Luo Zhi (罗志; also Lo Zu; 1915 – 1949), born Luo Changsheng (罗长生), was a Chinese revolutionary and community leader in Xinjiang. He died just before the region's incorporation into the People's Republic of China in 1949.

== Early life ==
Luo Zhi was born Luo Changsheng in Yuangang Village, Yanghe Township in what is today Gaoming District of Foshan City in Guangdong Province in 1915. In 1924, he accompanied his uncle to Manchuria to pursue studies in Changchun. After the Mukden Incident, he changed his name to Luo Zhi and joined the Northeast Anti-Japanese National Salvation Army to fight against Japanese rule. In the winter of 1932, he retreated to the Soviet Union. In 1933, he re-entered China and went to Dihua (now Urumqi). In 1935, he studied at Tashkent in the Soviet Union before continuing his studies in the politico-economy department of the Xinjiang Academy, where he was exposed to Marxist-Leninist theories. From 1939 to 1942, he taught at a teacher’s college and middle school in northern Xinjiang and was twice arrested for activism against Chinese Nationalist rule.

== Activism in Xinjiang ==
In 1945, Luo Zhi joined the Communist League of Xinjiang, which in cooperation with the Three Districts Revolution, established the Democratic Revolutionary Party in Xinjiang. Luo Zhi was elected to the central committee of the party and secretary of the Dihua chapter. In Dihua, he worked to lay the ground for the Chinese Communist takeover of the region from the Chinese Nationalists. In August 1949, he was one of five representatives invited to attend the inaugural meeting of the Chinese People’s Political Consultative Conference to be held in Beijing in September. On 27 August, the entire Xinjiang delegation led by Ehmetjan Qasimi perished in an airplane crash in the Soviet Union.

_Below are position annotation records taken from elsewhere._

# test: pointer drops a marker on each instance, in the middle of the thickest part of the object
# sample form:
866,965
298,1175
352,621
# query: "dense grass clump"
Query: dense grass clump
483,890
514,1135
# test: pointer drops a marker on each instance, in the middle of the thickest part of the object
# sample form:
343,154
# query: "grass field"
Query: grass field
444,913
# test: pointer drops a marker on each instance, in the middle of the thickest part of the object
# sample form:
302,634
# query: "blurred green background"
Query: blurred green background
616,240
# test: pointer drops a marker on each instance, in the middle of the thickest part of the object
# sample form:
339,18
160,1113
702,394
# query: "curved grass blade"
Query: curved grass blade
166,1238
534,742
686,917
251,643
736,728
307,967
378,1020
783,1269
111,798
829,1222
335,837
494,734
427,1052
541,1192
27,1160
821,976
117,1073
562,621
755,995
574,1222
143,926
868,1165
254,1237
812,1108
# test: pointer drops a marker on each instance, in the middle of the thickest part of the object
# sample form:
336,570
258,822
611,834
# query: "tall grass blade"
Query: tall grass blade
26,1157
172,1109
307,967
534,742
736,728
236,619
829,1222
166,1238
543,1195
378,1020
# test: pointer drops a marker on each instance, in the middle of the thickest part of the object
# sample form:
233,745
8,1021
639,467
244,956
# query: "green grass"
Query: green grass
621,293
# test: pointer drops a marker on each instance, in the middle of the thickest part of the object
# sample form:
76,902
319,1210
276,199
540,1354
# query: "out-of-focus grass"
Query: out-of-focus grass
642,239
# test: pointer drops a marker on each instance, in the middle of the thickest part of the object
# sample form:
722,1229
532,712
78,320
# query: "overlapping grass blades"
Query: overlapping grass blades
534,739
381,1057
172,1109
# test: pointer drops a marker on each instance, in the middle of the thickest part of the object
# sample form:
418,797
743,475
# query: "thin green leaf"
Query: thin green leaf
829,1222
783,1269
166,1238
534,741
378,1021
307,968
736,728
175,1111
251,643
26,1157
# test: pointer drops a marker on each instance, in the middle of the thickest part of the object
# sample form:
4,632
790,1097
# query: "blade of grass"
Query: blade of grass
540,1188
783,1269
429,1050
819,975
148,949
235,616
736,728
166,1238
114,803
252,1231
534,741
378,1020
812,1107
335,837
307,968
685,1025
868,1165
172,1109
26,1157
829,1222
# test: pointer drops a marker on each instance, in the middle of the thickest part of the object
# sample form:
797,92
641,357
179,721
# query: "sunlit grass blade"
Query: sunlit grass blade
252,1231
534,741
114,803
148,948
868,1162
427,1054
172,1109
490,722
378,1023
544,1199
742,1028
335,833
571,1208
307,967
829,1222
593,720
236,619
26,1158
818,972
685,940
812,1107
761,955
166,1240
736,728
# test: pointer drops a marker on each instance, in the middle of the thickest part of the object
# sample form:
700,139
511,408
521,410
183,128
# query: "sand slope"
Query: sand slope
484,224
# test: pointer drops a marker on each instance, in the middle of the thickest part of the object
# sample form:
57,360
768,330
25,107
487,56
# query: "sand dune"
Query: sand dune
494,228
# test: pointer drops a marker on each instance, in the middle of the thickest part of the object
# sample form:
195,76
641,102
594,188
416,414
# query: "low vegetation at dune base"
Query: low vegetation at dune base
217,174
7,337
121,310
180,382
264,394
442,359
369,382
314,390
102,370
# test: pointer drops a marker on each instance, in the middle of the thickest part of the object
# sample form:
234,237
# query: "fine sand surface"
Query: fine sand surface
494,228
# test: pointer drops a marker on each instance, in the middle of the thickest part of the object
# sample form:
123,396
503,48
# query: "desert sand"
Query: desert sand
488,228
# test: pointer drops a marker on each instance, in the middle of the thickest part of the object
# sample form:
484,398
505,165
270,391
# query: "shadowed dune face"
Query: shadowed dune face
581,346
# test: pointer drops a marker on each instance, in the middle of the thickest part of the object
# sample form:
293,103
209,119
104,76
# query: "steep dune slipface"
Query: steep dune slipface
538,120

On 1 October 1949, the People’s Republic of China was founded. Nationalists authorities surrendered to the Chinese Communists and the Three Districts’ authorities also joined the Chinese Communists. Luo Zhi along with the other delegation members, Ehmetjan Qasimi, Abdukerim Abbasov, Ishaq Beg Munonov and Dalelkhan Sugirbayev, were hailed by Mao Zedong as martyrs of the Chinese Communist Revolution.